El camino hacia este lanzamiento se ha ido desvelando a través de sencillos de gran carga nerviosa. Tras la inseguridad expuesta en «La palabra» y la colisión de rock y samples de flamenco clásico de «No puedo parar», la banda estrena ahora el videoclip del tema homónimo, «Poquito pero bendito». Este nuevo corte se mueve a través de un groove vitalista que mezcla afrobeat y distorsión, funcionando como una reivindicación de las felicidades mínimas frente al caos de la rutina. La propuesta demuestra la madurez de una banda capaz de diluir las fronteras entre la raíz y la vanguardia de forma orgánica y fluida.

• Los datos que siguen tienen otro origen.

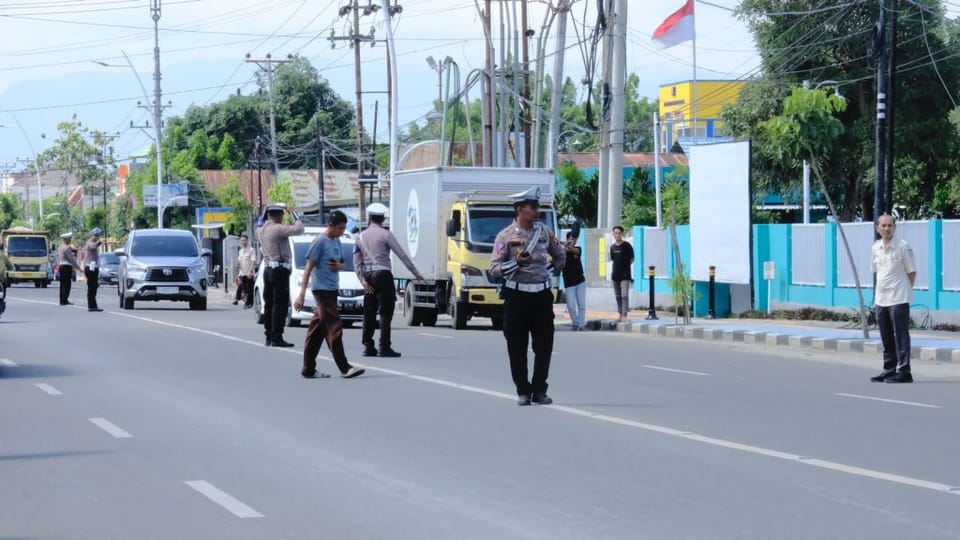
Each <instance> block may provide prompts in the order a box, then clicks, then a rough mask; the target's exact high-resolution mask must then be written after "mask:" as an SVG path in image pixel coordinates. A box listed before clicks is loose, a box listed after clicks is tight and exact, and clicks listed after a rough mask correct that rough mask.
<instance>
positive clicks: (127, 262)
mask: <svg viewBox="0 0 960 540" xmlns="http://www.w3.org/2000/svg"><path fill="white" fill-rule="evenodd" d="M126 268H127V277H128V278H130V279H135V280H138V281H142V280H143V279H144V278H145V277H146V273H147V265H145V264H138V263H135V262H130V261H129V260H128V261H127V267H126Z"/></svg>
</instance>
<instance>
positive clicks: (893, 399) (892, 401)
mask: <svg viewBox="0 0 960 540" xmlns="http://www.w3.org/2000/svg"><path fill="white" fill-rule="evenodd" d="M834 395H835V396H841V397H850V398H854V399H869V400H871V401H883V402H885V403H896V404H897V405H909V406H911V407H923V408H925V409H942V408H943V407H941V406H940V405H930V404H929V403H919V402H916V401H901V400H899V399H887V398H878V397H873V396H861V395H860V394H844V393H842V392H838V393H836V394H834Z"/></svg>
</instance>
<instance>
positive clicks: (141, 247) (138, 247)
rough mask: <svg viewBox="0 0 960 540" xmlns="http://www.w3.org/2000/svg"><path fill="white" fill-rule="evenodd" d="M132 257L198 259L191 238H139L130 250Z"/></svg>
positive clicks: (186, 236)
mask: <svg viewBox="0 0 960 540" xmlns="http://www.w3.org/2000/svg"><path fill="white" fill-rule="evenodd" d="M130 255H132V256H134V257H199V256H200V253H199V251H197V241H196V240H194V239H193V237H192V236H179V235H177V236H140V237H137V238H136V239H134V241H133V246H132V247H131V249H130Z"/></svg>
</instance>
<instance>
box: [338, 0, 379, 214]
mask: <svg viewBox="0 0 960 540" xmlns="http://www.w3.org/2000/svg"><path fill="white" fill-rule="evenodd" d="M361 11H362V14H363V15H372V14H374V13H376V12H377V11H380V6H379V5H375V4H373V3H372V1H371V0H367V4H366V5H365V6H360V0H353V1H352V2H351V3H350V4H347V5H344V6H341V7H340V11H339V14H340V16H341V17H344V16H346V15H347V14H349V13H350V12H353V32H352V33H351V34H350V35H347V36H337V35H335V33H334V31H333V30H331V31H330V45H331V48H334V47H335V46H336V42H337V41H349V42H350V47H352V48H353V63H354V69H353V75H354V85H355V87H356V96H357V97H356V100H357V182H358V183H361V178H362V177H363V175H364V172H363V171H364V164H363V162H364V155H363V77H362V72H361V70H360V43H362V42H370V46H371V47H372V46H373V45H375V44H376V38H375V37H374V29H373V28H372V27H371V28H370V33H369V34H366V35H364V34H361V33H360V15H361ZM366 213H367V205H366V200H365V197H364V192H363V187H362V183H361V187H360V220H361V221H365V220H366Z"/></svg>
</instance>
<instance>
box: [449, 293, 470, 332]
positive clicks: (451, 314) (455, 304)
mask: <svg viewBox="0 0 960 540" xmlns="http://www.w3.org/2000/svg"><path fill="white" fill-rule="evenodd" d="M466 307H467V305H466V303H465V302H460V301H459V300H454V301H453V313H452V314H451V315H453V329H454V330H463V329H464V328H466V327H467V309H466Z"/></svg>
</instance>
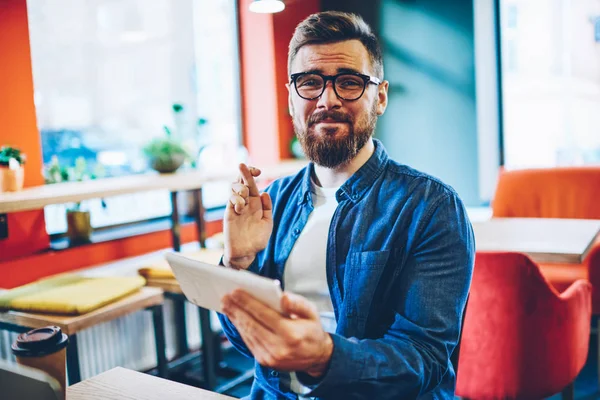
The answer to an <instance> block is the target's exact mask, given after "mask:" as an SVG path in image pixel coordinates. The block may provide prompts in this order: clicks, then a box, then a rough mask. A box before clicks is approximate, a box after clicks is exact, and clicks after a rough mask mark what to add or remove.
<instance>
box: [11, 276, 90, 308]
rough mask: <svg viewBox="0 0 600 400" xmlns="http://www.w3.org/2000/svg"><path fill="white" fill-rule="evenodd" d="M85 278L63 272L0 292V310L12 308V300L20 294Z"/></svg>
mask: <svg viewBox="0 0 600 400" xmlns="http://www.w3.org/2000/svg"><path fill="white" fill-rule="evenodd" d="M84 279H85V278H83V277H82V276H79V275H75V274H61V275H56V276H53V277H50V278H45V279H41V280H39V281H35V282H33V283H30V284H27V285H23V286H19V287H17V288H14V289H11V290H7V291H6V292H2V293H1V294H0V311H7V310H10V308H11V306H10V304H11V301H12V300H14V299H16V298H18V297H19V296H26V295H30V294H34V293H38V292H42V291H45V290H48V289H53V288H57V287H61V286H64V285H68V284H71V283H76V282H81V281H82V280H84Z"/></svg>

La ambición del EP se hace evidente en piezas como «Escalofrío», una colaboración internacional junto a Gastón Puentes (vocalista de los uruguayos Cuatro Pesos de Propina) donde el ska y el metal se funden para narrar la impotencia de un amor desgastado. El repertorio se completa con temas como «Quién dijo miedo» o «El verano», canciones que confirman que Mitad Doble ha aprendido a canalizar la angustia a través de sintetizadores y percusiones orgánicas. No estamos ante un regreso convencional, sino ante una declaración de intenciones de un grupo que ha decidido mirar de frente a sus propias sombras para devolverlas convertidas en luz.
Con más de una década de evolución a sus espaldas, los malagueños consolidan un discurso propio donde el mestizaje ya no es una meta, sino el punto de partida. Poquito pero bendito representa su entrega más visceral y honesta hasta la fecha, un refugio de resistencia acústica y eléctrica que huye del aplauso fácil para buscar la catarsis colectiva. Con este lanzamiento, Mitad Doble se despoja de las etiquetas comerciales y se posiciona como una de las propuestas más valientes y transparentes de la renovación musical nacional en este 2026.